I didn't know who I am until my fifties. Now, at 60, I'm retired and contented with life. I have my wife, kids, and grandkids, and experience much joy through them. I'm thankful for my health, and financial independence. I'm not wealthy, but I don't have to worry about my next meal or a roof over my head. I've just finished reading "Stumbling on Happiness", by Daniel Gilbert and what I was most impressed by was his assertion that the things we think will make us happy in the future leave us dissatisfied once we achieve them, and the worst experiences of our lives (at the time) turn out to be the best things that ever happened to us. So my philosophy is to take each day as it comes and squeeze what joy we can from both the good and bad.

Hi Ronni

Great post - and something I ponder quite often, even though I can by no means yet be called an elder! I think it would be an interesting experiment to track a group of people from the study's lower age bracket right up until they reach the older age bracket. Why? Because I'm not sure that the major determinant of our happiness is our age - I think it is some other imponderable linked to our personality and a general outlook to life that transcends age. I would take a bet that the people who were more negative in their youth remain more so later in life.

It sounds trite but Abraham Lincoln's quote that "people are generally about as happy as they make up their minds to be" sums up my position nicely. My mom suffered from polycystic kidney disease and suffered all kinds of setbacks in the 7 years that she was on dialysis. But through it all she still counted herself as generally happy - she always had stuff to look forward to and friends to see and excelled at her job. By father on the other hand has lived to age 84 without any serious health problems, lives in a large house that he adores and has precious few worries in life - but he is basically unhappy and expecting the worst all of the time. And when complete disaster does not strike as predicted, instead of being happy and relieved, he is vaguely disappointed at being wrong!

I think happiness is far more complex than we know. Part of it lies in wanting what you have (and I don't mean settling for a horrible situation, but rather not being blinded by the grass-is-greener syndrome), and part of it is being grateful for things.

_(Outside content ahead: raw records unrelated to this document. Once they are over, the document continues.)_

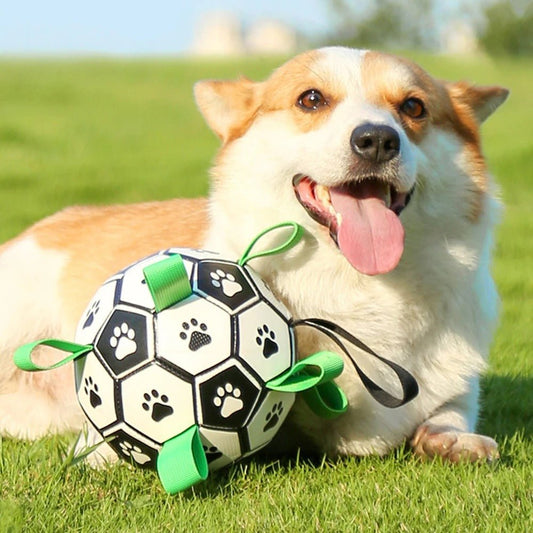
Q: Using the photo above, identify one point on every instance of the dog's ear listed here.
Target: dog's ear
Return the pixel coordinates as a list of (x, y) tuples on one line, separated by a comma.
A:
[(483, 101), (228, 107)]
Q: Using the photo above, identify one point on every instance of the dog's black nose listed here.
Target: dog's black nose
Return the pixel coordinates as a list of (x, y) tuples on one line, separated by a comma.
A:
[(375, 142)]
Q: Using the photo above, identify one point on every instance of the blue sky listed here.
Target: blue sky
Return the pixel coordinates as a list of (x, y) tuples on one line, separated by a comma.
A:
[(133, 27)]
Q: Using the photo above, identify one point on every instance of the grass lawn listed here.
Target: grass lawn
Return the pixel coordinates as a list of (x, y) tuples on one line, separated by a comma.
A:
[(98, 131)]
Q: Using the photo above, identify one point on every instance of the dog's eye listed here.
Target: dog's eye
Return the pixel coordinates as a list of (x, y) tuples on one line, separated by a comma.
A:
[(413, 107), (311, 100)]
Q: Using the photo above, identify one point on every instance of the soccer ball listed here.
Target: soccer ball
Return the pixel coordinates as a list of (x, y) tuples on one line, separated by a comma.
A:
[(203, 361)]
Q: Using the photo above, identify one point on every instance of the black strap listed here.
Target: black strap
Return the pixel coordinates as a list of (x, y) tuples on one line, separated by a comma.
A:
[(407, 381)]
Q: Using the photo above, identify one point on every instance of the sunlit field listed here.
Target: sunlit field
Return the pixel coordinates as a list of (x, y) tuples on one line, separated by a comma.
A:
[(117, 131)]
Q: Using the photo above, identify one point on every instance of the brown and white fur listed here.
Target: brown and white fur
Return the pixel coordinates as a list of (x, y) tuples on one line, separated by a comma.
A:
[(433, 313)]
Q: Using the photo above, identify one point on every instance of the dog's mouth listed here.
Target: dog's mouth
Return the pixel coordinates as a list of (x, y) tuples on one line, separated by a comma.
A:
[(362, 217)]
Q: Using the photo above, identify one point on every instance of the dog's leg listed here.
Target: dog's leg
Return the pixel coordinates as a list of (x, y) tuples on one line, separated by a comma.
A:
[(33, 404), (449, 433)]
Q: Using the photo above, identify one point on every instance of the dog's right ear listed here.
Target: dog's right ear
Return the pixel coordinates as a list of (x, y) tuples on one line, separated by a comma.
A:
[(228, 107)]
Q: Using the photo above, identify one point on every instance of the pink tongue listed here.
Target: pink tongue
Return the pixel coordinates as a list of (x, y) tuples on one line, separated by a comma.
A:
[(370, 236)]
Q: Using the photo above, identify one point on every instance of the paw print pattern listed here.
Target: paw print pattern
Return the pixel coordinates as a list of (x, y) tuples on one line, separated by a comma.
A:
[(196, 333), (225, 281), (91, 389), (122, 341), (228, 400), (266, 338), (91, 314), (212, 453), (157, 405), (273, 416), (133, 451)]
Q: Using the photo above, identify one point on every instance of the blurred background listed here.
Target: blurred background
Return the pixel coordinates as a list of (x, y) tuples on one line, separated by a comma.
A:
[(238, 27)]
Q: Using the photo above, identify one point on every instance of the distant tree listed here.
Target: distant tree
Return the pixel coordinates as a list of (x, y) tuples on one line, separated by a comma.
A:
[(508, 28), (503, 26), (385, 23)]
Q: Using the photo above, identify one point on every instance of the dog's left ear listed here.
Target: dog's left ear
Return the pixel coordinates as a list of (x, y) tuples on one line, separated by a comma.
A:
[(483, 101), (228, 107)]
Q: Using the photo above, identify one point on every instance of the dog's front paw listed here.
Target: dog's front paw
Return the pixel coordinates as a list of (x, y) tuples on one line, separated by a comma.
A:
[(454, 445)]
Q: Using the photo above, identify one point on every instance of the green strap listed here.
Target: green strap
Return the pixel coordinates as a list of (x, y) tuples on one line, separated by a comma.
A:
[(313, 376), (182, 462), (168, 282), (293, 239), (23, 354)]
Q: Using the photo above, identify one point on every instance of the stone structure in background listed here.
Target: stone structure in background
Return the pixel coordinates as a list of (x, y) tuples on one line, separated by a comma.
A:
[(222, 34)]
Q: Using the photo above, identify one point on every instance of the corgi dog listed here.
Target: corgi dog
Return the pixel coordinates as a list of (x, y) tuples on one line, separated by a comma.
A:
[(382, 165)]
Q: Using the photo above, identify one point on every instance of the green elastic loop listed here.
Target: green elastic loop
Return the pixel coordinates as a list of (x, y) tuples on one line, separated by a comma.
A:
[(168, 282), (294, 238), (182, 462), (313, 376), (22, 357)]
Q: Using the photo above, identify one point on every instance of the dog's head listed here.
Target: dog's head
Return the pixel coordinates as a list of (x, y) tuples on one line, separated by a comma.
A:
[(341, 140)]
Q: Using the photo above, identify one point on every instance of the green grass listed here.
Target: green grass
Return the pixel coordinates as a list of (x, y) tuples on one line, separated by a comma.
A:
[(119, 131)]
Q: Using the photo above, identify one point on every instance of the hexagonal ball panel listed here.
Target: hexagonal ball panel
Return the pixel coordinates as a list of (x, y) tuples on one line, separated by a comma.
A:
[(225, 284), (96, 391), (265, 340), (132, 446), (266, 293), (268, 418), (227, 396), (96, 313), (157, 403), (221, 447), (127, 340), (193, 334)]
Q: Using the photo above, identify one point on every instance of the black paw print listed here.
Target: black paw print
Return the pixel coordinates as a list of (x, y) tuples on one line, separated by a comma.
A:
[(91, 389), (157, 405), (272, 417), (196, 333), (266, 338)]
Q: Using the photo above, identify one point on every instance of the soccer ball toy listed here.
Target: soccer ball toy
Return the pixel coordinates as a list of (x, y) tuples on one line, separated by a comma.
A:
[(204, 360), (185, 362)]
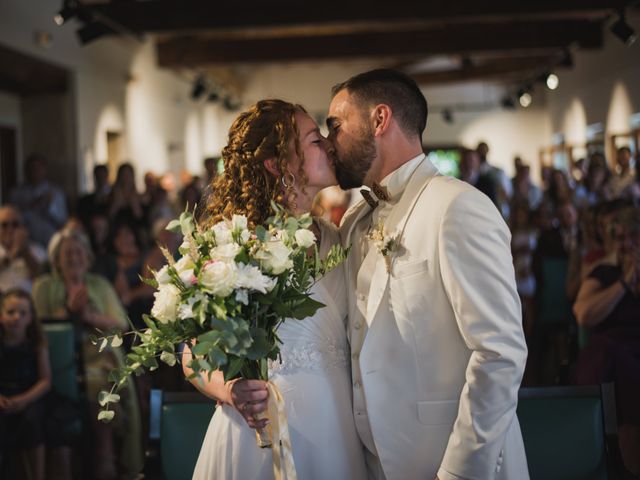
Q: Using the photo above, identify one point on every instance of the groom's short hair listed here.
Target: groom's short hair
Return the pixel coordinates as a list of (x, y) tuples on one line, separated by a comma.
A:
[(392, 88)]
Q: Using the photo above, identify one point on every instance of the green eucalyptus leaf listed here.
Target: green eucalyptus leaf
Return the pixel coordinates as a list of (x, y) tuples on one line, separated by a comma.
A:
[(168, 358)]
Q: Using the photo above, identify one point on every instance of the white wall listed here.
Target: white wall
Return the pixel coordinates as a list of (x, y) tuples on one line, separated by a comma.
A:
[(601, 88), (117, 87)]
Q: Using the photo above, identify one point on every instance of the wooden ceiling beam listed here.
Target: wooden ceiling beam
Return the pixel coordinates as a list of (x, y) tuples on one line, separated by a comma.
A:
[(184, 15), (520, 68), (192, 50)]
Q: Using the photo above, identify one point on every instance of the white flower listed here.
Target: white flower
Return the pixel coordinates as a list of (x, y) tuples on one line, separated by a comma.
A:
[(305, 238), (185, 246), (184, 267), (222, 233), (226, 252), (250, 277), (274, 256), (242, 296), (162, 276), (239, 222), (185, 310), (166, 304), (219, 277)]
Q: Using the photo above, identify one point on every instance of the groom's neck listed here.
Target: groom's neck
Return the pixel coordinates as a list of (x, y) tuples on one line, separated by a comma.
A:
[(389, 162)]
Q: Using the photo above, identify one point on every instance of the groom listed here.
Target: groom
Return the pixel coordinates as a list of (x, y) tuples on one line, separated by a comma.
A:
[(434, 318)]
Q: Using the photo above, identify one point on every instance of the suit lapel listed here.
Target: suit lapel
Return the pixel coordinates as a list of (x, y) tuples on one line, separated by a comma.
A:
[(394, 226)]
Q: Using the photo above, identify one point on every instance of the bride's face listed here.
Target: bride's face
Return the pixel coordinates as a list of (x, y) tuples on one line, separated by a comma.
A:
[(318, 165)]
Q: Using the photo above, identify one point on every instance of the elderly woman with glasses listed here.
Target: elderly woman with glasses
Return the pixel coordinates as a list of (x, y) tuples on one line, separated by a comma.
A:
[(89, 300), (20, 260)]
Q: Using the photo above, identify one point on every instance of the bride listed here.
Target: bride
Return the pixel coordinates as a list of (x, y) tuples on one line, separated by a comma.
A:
[(276, 152)]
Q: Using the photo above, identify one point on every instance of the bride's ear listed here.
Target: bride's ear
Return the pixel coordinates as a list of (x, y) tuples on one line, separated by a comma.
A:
[(270, 165)]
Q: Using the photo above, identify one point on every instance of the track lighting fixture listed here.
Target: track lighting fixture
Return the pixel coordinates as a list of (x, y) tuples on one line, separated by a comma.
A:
[(69, 9), (199, 88), (621, 29)]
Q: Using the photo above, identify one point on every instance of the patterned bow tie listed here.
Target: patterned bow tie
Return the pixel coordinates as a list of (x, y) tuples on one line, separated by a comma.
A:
[(380, 194)]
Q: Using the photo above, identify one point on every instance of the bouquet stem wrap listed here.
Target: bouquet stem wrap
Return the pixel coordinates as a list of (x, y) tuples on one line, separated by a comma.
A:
[(276, 436)]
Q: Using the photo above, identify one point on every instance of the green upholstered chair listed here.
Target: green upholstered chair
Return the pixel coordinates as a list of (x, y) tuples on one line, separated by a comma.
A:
[(66, 370), (62, 355), (178, 421), (570, 433)]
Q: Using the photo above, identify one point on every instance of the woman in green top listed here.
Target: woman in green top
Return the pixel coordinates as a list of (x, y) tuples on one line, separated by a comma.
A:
[(72, 293)]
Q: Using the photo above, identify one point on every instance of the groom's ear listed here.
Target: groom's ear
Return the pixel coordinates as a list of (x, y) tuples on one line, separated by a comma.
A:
[(271, 166), (381, 117)]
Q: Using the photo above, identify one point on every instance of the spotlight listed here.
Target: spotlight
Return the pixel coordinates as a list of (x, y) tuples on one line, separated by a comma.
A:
[(68, 10), (508, 103), (525, 99), (230, 104), (621, 29), (567, 60), (199, 88), (92, 31), (552, 81)]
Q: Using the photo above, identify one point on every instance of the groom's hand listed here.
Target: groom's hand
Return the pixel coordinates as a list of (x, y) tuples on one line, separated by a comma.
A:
[(249, 397)]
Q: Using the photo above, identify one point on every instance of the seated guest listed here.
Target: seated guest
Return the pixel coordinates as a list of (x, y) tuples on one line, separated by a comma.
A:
[(593, 189), (608, 305), (470, 173), (624, 176), (524, 239), (72, 293), (125, 203), (31, 415), (43, 204), (20, 260)]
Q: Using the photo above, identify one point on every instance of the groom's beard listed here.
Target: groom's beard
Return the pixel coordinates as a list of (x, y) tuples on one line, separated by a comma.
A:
[(353, 163)]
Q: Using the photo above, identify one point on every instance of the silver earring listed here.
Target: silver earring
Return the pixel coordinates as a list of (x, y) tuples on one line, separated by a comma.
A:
[(292, 180)]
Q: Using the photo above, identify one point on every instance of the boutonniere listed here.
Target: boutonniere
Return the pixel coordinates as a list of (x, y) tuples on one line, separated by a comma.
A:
[(385, 243)]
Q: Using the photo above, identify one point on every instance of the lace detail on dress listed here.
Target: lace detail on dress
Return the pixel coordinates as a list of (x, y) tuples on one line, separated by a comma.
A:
[(310, 356)]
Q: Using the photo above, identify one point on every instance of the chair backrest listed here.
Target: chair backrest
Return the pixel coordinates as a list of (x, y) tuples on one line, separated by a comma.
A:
[(567, 430), (62, 355), (554, 306), (179, 420)]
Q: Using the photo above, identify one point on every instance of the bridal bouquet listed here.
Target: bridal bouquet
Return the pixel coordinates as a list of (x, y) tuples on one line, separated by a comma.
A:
[(225, 296)]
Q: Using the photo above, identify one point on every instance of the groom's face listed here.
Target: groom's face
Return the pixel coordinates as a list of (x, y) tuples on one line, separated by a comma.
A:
[(351, 135)]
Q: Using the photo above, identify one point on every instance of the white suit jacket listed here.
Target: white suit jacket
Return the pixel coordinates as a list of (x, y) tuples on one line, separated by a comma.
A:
[(441, 364)]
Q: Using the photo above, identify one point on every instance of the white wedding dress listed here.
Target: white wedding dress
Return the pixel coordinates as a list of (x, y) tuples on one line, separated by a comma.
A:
[(314, 378)]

Again, it sounds cliched, but every day on my commute to or from work I list the things I'm grateful for. Some are on the list every day, some come and go. But it's amazing how much better you feel after you've counted your blessings!

Having said all that, though, I do think that mostly as we get older we perceive ourselves as being happier because there are fewer peaks and troughs in our emotional lives. I mean, when you were 18 the fact that he didn't call was enough to ruin your week. But the flipside was that when he did call you were on a total endorphin high for days. Although this is fun, it's also exhausting, so the relative equilibrium we achieve as we get older means fewer peaks, but also fewer troughs and therefore more overall contentment. And I agree with some of the previous commenters who have said that as you get older you learn more skills to cope with upheaval and change, which has the general effect of making you feel happier.

Sometimes I think I am generally happy because I am so easily pleased - and I have realised that this is not a bad thing! ;-)

You may agree or disagree, but lifes experiences make up who you become. As the old saying goes Happiness is in the eye of the beholder. I know that there is another saying that belongs to that verse, but if you are depressed all the time what happiness do you have. People need to slow down and smell the flowers, without getting stung.
Even the people with chronic illness are able to look on the bright side, yet there are those that we will never change and they will always be grump party poopers.
Oh, to answer if I'm happier now or then, it's in the moment.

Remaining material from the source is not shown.